I'’ve met many who curse it as an embarrassing price paid for cruising in dirty waters. It’s a diesel stain, they say, pointing to arcs of brown rising from the waterline at the stem and into fan-shaped blobs that trail aft for several feet. Sadly, I say, “It’s all about bad housekeeping.”
Brown lips are mineral stains, not leftover diesel smudges. A hull that is regularly well cleaned and thoroughly waxed and buffed does not have brown lips.
Bring those beautifully illustrated books only to wow your guests, you shouldn’t need them. I’ve not seen a boating issue that couldn’t be resolved by one of three knots—the half hitch, the bowline, or the clove hitch.
I first met the bowline when I was an 8-year-old Cub Scout, and, yes, it involved chasing a rabbit around a tree and down a hole. A friend introduced me to a razzle-dazzle method of bowline tying last summer. It involved a lot of twirling and twisting. I’ve been chasing the rabbit so long I can do it standing on my head with my hands behind me; I’ll not change.
The clove hitch is effective but sometimes I’ll need to tie one twice to get it right.
The half hitch—don’t go to sea without it. If a half hitch doesn’t work, a bowline will. It is simple and almost universal and it holds well, too. I only wish I could tie my shoes with a half hitch.
STINKO. IT’S NOT NECESSARY
If you step aboard a boat (not yours, of course) with hints of diesel in the air, don’t believe or accept any of the owner’s excuses. It’s not old age or a small mechanic’s spill; there’s something terribly wrong down below. If it were for sale, I’d go look at another boat.
I met some folks who bought a boat with chronic diesel stink, and somehow were led to believe it was only a tiny leak at a fitting or something like that. They endured for a couple of years and then hired some pros to find the source. It was a small leak—in the bottom of a fuel tank.
Speaking of bad smells, I learned last summer that a couple of guys cruising all season without female supervision also can stink up a boat in other ways.
The weather was cool and doors and windows were closed while we cruised far north. We cooked, drank beer, and sweated some.

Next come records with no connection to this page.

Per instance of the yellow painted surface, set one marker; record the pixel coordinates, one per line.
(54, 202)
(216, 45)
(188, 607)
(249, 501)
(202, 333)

My crew rotated ashore and in between personnel changes I hauled everything I could think of to the laundry. Yet, arriving home after six weeks and more than 900 miles of motoring, the boat plain stunk.
Working with some female advice and following my own nose (!) I removed everything that wasn’t glued or screwed in place from the staterooms and the head. Bed cushions came out, the underlying pads (supposedly they prevent condensation from reaching bedding) came out, and all blankets, the custom sleeping bags, pillows, and etc. and etc. left the boat.

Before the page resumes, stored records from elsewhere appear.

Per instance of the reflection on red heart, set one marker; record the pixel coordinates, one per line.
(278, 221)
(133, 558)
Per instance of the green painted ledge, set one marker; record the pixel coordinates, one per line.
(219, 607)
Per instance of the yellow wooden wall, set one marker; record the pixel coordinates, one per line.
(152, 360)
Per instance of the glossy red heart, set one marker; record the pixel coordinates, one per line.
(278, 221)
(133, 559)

The two custom bags went to a commercial laundry where they were made new—at $40 a set. They smelled brand new; there was no hint of Bob, Joe, Dave, or Bill.
The berth cushions, which radiated waves of bad aromas, were put on display on the west-facing deck of my home. By then the sun had arrived, and for days they soaked up warm afternoon rays, gradually giving up bad aroma. I opened all the zippers for better ventilation and did use a little stuff from a spray bottle, and that seemed to help, too. Everything else went into my home washing machine and it labored for days.

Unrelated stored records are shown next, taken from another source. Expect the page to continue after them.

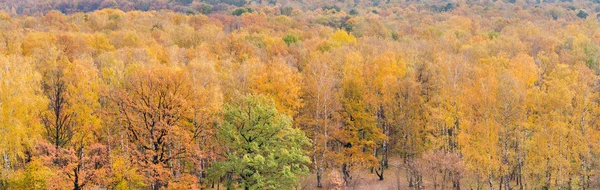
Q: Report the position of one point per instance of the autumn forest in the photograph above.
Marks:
(299, 94)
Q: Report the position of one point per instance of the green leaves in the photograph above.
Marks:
(265, 151)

In between, I was on the boat scrubbing every hard surface with a mix of detergent and Clorox. The plywood panels that support the berths were cleaned and then flipped for an inspection of the bottom side. No surprise, mildew was found. It was scrubbed away. Components of the VacuFlush system are beneath the master stateroom; they received the same scrub-down treatment.
I moor in a gated marina and my space is covered, so the next step was possible. I opened everything that would open to fresh northwest breezes and left the boat for a couple of days.
Finally, I put it all back together and invited my female adviser aboard. She entered carefully, walked around, and in and out of sleeping areas, and finally, she said: “I don’t smell anything.” Yes!!!
THE GREATEST THRILL
Summer cruising 2011 took my 31-year-old boat and her much older crew into a remote wilderness inlet. There was nothing there but water (much of it too deep for anchoring), snow-topped mountains, evergreen forests, and a few abandoned logging camps. There were no towns or marinas, no moorings or boatyards or espresso shops. We could hear the Canadian coast guard; I’m not sure we would be heard by them. (Didn’t try.)
There were eagles, ospreys, crows, ravens, and bears we didn’t see and fish and crab we couldn’t catch. We were all alone and dependent on our wits and the reliability of a boat built in 1979.
So, the greatest thrill every day was to reach for and twist the black key in the starter switch and to smile as the diesels surged to life. There’s no better sound when you’re 400 miles from home, somewhere near the end of the world.